D’environ 10 cm (4 pouces) de diamètre, l’objet mystérieux a été trouvé parmi de petites éponges de verre sur le fond marin au sud-ouest du mont sous-marin Walker, dans le golfe d’Alaska.
Son éclat lisse et métallique et son ouverture déchirée ont rapidement suscité des spéculations sur son origine.
« L’examen initial de la morphologie globale a révélé que le spécimen n’avait aucune indication d’anatomie animale typique (bouche, intestin, tissus musculaires, etc.), mais plutôt qu’il consistait en un agrégat lâche de matériau fibreux recouvert d’une surface lisse et en couches », ont déclaré le premier auteur de l’étude, le Dr Steven Auscavitch et ses collègues.
Un examen plus approfondi au microscope optique a révélé que la surface était remplie de structures urticantes spécialisées propres aux Hexacorallia, un groupe de cnidaires qui comprend des anémones de mer et des coraux durs.

Les chercheurs ont également examiné un spécimen similaire collecté en 2021 lors d’une expédition sur le navire de recherche Falkor du Schmidt Ocean Institute et ont trouvé des structures piquantes similaires.
L’analyse génétique a confirmé le lien : l’ADN récupéré de « l’orbe doré » correspondait à Relicanthus daphneae, une espèce énigmatique d’anémone des grands fonds connue pour sa grande taille et ses longs tentacules fluides.
Ensemble, les preuves ont conduit à une conclusion surprenante : « l’orbe doré » n’était pas un organisme vivant mais un reste biologique formé à la base de l’anémone.
Le spécimen appartenait à un individu de Relicanthus daphneae attaché au substrat rocheux.
« Le spécimen représente un nouveau microhabitat constitué d’un reste de cuticule sécrété à l’origine par Relicanthus daphneae, elle-même une espèce rarement rencontrée et récemment décrite, présente entre 1 200 et 4 000 m (0,75 à 2,5 miles), et d’une communauté microbienne vivant sur et sous sa cuticule et ses tissus », ont déclaré les scientifiques.
« Ces découvertes importantes rendues possibles par la collecte auraient été improbables sans sa couleur dorée inhabituelle et l’apparence mystérieuse d’un œuf du spécimen. »

Bien que rarement collecté, Relicanthus daphneae semble être réparti à l’échelle mondiale.
Les polypes individuels peuvent atteindre environ 30 cm (12 pouces) de diamètre, avec de longs tentacules sinueux qui peuvent s’étendre jusqu’à deux fois cette largeur.

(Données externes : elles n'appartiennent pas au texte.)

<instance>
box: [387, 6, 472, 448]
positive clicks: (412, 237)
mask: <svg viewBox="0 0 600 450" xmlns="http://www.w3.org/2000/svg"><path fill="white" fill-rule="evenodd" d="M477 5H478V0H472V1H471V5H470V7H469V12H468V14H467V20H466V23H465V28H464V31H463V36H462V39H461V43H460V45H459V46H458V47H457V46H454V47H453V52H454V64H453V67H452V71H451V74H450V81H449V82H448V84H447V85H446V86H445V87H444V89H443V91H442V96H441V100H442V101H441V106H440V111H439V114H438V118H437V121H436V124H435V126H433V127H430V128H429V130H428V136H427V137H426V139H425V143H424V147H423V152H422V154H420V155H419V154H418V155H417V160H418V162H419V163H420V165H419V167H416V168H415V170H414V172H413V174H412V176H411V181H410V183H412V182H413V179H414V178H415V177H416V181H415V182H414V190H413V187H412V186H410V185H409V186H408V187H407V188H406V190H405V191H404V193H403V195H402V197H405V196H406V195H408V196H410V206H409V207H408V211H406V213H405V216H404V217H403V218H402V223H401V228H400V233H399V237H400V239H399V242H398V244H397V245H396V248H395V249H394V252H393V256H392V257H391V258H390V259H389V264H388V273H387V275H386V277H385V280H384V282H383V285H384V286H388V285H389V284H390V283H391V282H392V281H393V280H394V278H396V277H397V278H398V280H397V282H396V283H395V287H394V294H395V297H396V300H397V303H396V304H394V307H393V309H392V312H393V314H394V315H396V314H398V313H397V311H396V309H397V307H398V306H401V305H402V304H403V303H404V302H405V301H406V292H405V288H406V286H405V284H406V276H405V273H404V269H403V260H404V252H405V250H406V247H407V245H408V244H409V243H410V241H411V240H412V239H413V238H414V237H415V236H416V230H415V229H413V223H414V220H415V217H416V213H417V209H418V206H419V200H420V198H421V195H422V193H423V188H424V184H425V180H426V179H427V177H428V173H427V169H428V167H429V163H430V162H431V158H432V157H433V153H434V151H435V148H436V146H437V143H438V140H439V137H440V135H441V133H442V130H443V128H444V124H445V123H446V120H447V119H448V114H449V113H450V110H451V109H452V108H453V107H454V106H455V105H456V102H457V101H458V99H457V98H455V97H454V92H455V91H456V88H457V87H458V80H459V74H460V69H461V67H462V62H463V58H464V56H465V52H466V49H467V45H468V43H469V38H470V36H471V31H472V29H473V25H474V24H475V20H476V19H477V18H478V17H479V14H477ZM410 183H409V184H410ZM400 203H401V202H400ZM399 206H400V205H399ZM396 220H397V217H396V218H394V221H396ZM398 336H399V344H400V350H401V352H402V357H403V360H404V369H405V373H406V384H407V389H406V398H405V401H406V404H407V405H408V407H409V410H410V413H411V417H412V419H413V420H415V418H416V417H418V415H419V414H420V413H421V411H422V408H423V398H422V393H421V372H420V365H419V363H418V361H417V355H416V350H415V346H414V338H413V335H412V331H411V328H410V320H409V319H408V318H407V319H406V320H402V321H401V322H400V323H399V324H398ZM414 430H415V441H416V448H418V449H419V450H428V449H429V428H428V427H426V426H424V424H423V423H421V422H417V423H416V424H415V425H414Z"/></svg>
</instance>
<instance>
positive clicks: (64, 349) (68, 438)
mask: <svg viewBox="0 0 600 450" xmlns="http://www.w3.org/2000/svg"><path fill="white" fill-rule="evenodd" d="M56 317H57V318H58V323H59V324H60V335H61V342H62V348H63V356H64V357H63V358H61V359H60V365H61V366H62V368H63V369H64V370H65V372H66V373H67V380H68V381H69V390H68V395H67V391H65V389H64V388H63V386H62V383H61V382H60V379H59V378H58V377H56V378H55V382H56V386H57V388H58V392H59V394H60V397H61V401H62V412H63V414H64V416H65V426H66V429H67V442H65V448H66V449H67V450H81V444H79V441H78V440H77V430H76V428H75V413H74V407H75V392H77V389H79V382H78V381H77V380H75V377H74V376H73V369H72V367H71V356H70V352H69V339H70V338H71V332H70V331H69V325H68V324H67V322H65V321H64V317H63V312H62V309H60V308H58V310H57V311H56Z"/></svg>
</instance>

Les observations suggèrent que les animaux se perchent sur des rochers ou des éponges, étendant leurs tentacules dans les courants qui passent pour capturer des proies.
Ils peuvent également se déplacer sur le fond marin, laissant potentiellement derrière eux des traces de la même cuticule dorée.
La raison exacte pour laquelle ils ont perdu ce matériau reste incertaine. Une possibilité est une forme de reproduction asexuée connue sous le nom de lacération des pédales.
« Nos résultats soulignent à quel point la biodiversité et la biologie des organismes de la faune obscure des grands fonds restent largement non résolus et soulignent la valeur des collections de spécimens entiers et d’un suivi taxonomique rigoureux dans l’exploration océanique par téléprésence », ont conclu les auteurs.